Here’s the thing though. None of the character lost their gift. It is important that we recognize that their ability to manage the trauma truly is a gift. None of the family members lost what made them unique and special. What changed is that the gifts became about thriving rather than surviving. Luisa got to be strong without always needing to be shoulder it all on her own. Isabela got to create beauty in a way that didn’t require perfection. These gifts became about want rather than need. There was now a space to discuss the past hurt so that healing could occur. It provided a sense of freedom for all family members to discover who they are outside of the family trauma.
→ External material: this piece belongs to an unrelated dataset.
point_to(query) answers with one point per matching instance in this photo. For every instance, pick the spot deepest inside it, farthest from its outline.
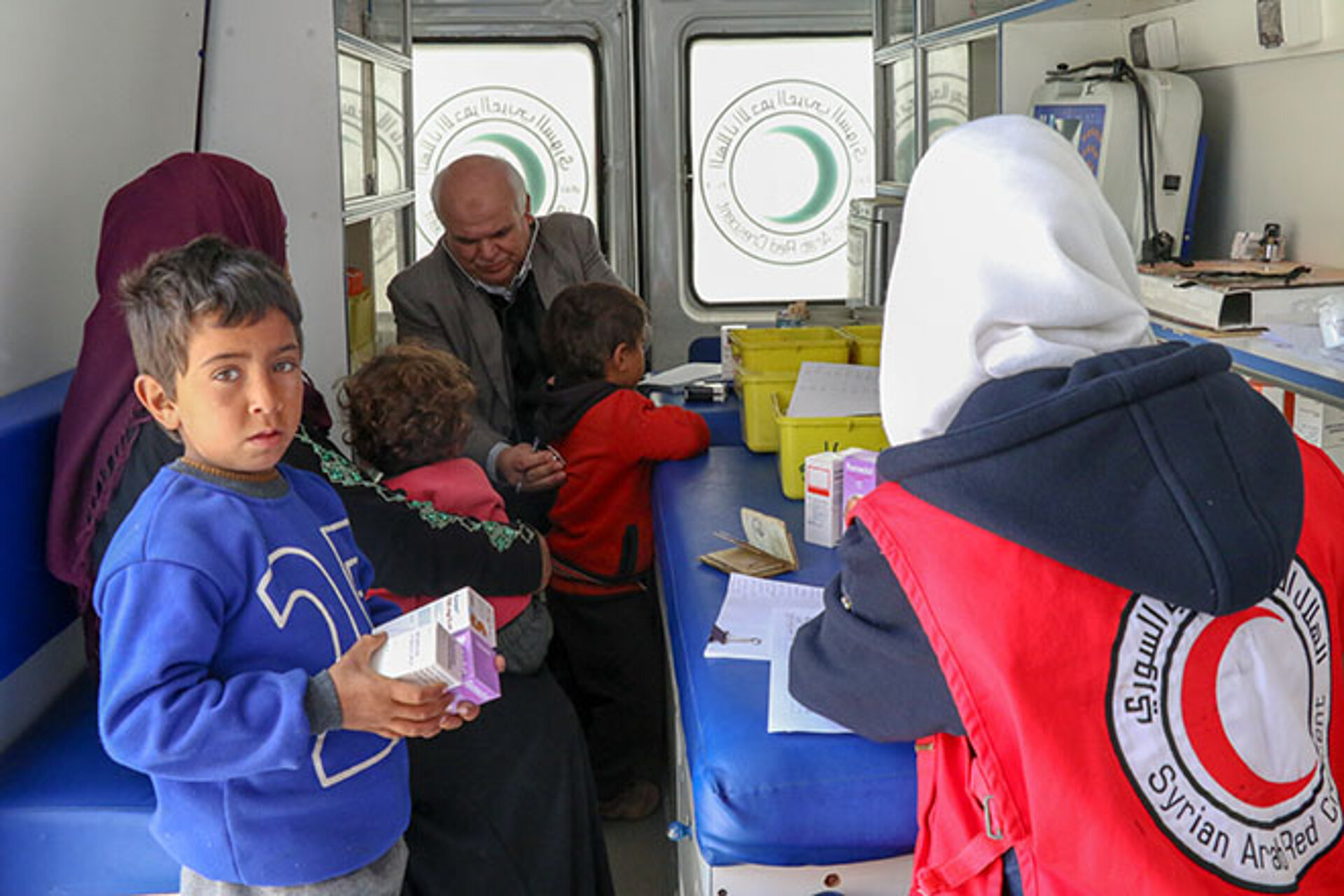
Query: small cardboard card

Bruno was welcomed back in the family as what made him special was no longer a threat.
• We have to acknowledge and honor all that we do to survive and cope. It truly is a gift. We should not shame ourselves or anyone else for what we do to survive. The more we shame ourselves or others, the harder it is to heal.
• We have to take a step back and assess the role that generational trauma has played in our own lives. How have we accommodated to the needs of your family’s desire to NOT talk about traumatic events? What can we do to help provide a safe space for discussion about trauma? Which character do we most identify with? How can your “gift” be worked through so that it can be utilized outside of a place of trauma?
• If you are the scapegoated/ostracized child, we see you. We know the burden you have endured and what you have had to shoulder for the sake of your family. Your gift of insight can also be a great burden and it can leave you feeling very alone. Surround yourself with people who see you and provide a safe space to be your true self and never stop fighting to be heard.
• Normalize therapy. Therapy is a necessary tool for emotional healing, especially for those who experience trauma.
• More Disney movies like this. This is an amazing tool to begin a conversation with children AND adults about the role of trauma in a family.